Ya sé qué es lo que no va bien con Laura. Lo que no va bien con Laura es que nunca más la volveré a ver por segunda o tercera vez. Nunca más me pasaré dos o tres días agobiado, empeñado en recordar cómo es de verdad; nunca más llegaré a un pub con media hora de antelación para esperar que llegue ella, mirando sin ver el mismo artículo de una revista, echándole un vistazo al reloj cada treinta segundos más o menos. Pensar en ella es algo que nunca más me pondrá como me pone, por ejemplo, «Let's Get It On». Y es verdad, la quiero, me gusta, tenemos conversaciones estupendas, ella me cuida, se preocupa por mí, me organiza el Groucho para que yo lo disfrute, pero ¿de qué sirve todo eso cuando por la tienda aparece alguien con un vestido sin mangas, con una sonrisa bien maja y unas Doc Martens, y dice que me quiere entrevistar? De nada, no sirve de nada, así de claro. Pero seguramente sí que debería servir.
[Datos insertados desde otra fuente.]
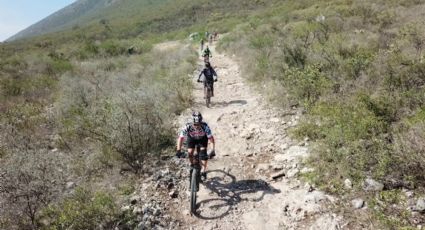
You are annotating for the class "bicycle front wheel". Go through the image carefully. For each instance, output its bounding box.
[190,169,199,214]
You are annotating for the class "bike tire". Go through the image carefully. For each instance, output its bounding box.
[205,88,211,108]
[190,168,199,214]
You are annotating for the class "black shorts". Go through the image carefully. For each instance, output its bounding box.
[187,136,208,149]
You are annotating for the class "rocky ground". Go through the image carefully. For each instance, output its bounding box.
[117,43,343,230]
[113,39,425,230]
[118,43,425,230]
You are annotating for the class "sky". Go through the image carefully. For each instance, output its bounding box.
[0,0,76,41]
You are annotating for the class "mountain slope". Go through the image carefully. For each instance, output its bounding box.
[7,0,168,41]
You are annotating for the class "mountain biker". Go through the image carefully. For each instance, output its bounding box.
[176,112,215,180]
[201,38,205,52]
[198,62,217,97]
[202,45,212,57]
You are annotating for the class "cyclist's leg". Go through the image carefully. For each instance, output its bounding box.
[211,82,214,97]
[199,137,208,172]
[204,80,208,99]
[187,137,196,165]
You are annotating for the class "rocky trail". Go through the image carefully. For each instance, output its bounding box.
[124,42,343,230]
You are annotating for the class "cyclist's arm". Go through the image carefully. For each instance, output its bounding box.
[208,136,215,151]
[205,125,215,151]
[211,68,218,80]
[198,70,204,81]
[177,126,187,150]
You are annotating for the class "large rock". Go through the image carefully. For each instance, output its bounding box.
[414,198,425,212]
[271,171,285,180]
[351,198,364,209]
[274,146,309,162]
[363,178,384,191]
[344,178,353,189]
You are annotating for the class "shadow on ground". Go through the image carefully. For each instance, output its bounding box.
[196,170,280,220]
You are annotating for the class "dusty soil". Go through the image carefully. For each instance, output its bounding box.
[167,43,343,230]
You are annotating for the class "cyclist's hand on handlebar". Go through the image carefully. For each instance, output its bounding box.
[208,150,215,159]
[176,150,183,158]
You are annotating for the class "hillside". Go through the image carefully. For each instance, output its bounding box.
[7,0,167,42]
[0,0,425,230]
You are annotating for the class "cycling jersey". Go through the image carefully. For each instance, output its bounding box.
[198,67,217,82]
[179,122,213,140]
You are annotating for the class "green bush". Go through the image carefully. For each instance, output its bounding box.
[43,187,118,230]
[57,43,196,173]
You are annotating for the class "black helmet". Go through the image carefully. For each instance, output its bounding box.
[192,112,202,123]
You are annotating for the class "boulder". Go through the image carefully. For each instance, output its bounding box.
[344,178,353,189]
[363,178,384,191]
[271,171,285,180]
[351,198,364,209]
[414,198,425,212]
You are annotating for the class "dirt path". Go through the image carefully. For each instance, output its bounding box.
[176,43,342,230]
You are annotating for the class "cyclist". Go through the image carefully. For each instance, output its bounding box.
[198,62,217,98]
[176,112,215,180]
[201,38,205,52]
[202,45,212,62]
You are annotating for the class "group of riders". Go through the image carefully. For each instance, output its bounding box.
[176,32,217,180]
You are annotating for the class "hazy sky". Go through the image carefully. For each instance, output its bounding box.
[0,0,76,41]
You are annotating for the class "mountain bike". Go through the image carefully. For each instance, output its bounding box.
[177,145,215,214]
[201,81,213,108]
[189,146,202,214]
[204,55,210,63]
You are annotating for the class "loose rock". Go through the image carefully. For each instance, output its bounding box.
[351,198,364,209]
[363,178,384,191]
[271,171,285,180]
[344,178,353,189]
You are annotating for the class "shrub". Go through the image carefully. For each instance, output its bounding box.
[0,149,65,229]
[43,187,118,230]
[57,44,196,173]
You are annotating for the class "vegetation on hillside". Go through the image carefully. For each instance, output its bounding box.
[220,0,425,228]
[0,0,425,229]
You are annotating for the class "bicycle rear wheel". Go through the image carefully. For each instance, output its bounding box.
[190,168,199,214]
[205,87,211,108]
A tomar viento. Le mandaré por correo la cinta de los cojones. Bueno, eso creo.
Llega con un cuarto de hora de retraso, lo cual significa que me he tirado tres cuartos de hora en el pub, mirando el mismo artículo de una revista sin leerlo realmente. Se disculpa por la tardanza, aunque no se disculpa con verdadero entusiasmo, teniendo en cuenta lo que hay. De todos modos, no le digo nada del retraso. No es el día más indicado para eso.